Archive for the 'nokia' Category

Nokia Trends Lab @ AB

This Friday in the Ancienne Belgique: Nokia Trends Lab with Shameboy. There was a remix contest for a Shameboy song and it was won by Pieter Santens. I also downloaded the tracks last week and thought I’d use Acid Express to make a quick remix. But I quickly realized that I was so used to using the full version of Acid that going back to Express was like stepping from a Saab onto a scooter and still trying to hit the highway. So I stopped. Unfortunately I can’t find the winning remix on the Lab site.

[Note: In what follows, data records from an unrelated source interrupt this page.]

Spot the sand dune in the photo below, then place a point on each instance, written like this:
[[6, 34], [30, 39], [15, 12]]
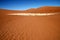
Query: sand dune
[[16, 27], [45, 9], [30, 27]]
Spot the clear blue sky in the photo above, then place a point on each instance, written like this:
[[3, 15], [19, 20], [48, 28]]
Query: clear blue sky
[[26, 4]]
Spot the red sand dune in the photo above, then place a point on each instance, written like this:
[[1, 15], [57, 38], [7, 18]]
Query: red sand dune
[[29, 27], [45, 9]]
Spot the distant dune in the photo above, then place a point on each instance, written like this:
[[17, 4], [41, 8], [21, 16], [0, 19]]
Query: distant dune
[[44, 9]]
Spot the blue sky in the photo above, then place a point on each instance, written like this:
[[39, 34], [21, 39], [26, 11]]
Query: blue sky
[[26, 4]]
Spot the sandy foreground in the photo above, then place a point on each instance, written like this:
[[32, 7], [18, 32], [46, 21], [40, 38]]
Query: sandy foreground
[[16, 27]]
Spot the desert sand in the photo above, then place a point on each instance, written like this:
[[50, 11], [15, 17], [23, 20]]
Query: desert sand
[[29, 27]]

Nokia Trends Lab is a cutting-edge event which combines mobile phone technology with creative and experimental art. Shameboy will look for local talent to remix their single, ‘Splend It’ from their Heartcore album. As an exclusive to Nokia Trends Lab, Shameboy has allowed samples of ‘Splend It’ to be temporarily featured online. The participant who creates the most memorable and original remix will be invited by Shameboy to record the track in the studio on 4 May. The remix will debute at the Nokia Trends Lab event which takes place on Friday 9 May at the Ancienne Belgique in Brussels. The music video for the remix will be shot during the event, by young talents using Nokia N95 8GB. These young talents will also be selected through a Film Lab on the Nokia Trends Lab website. The music video will then be aired on JIM.

If you still want free duo-tickets: send an email to info@nokiatrendslab.be with as subject “Shameboy tickets”. It’s also on Facebook!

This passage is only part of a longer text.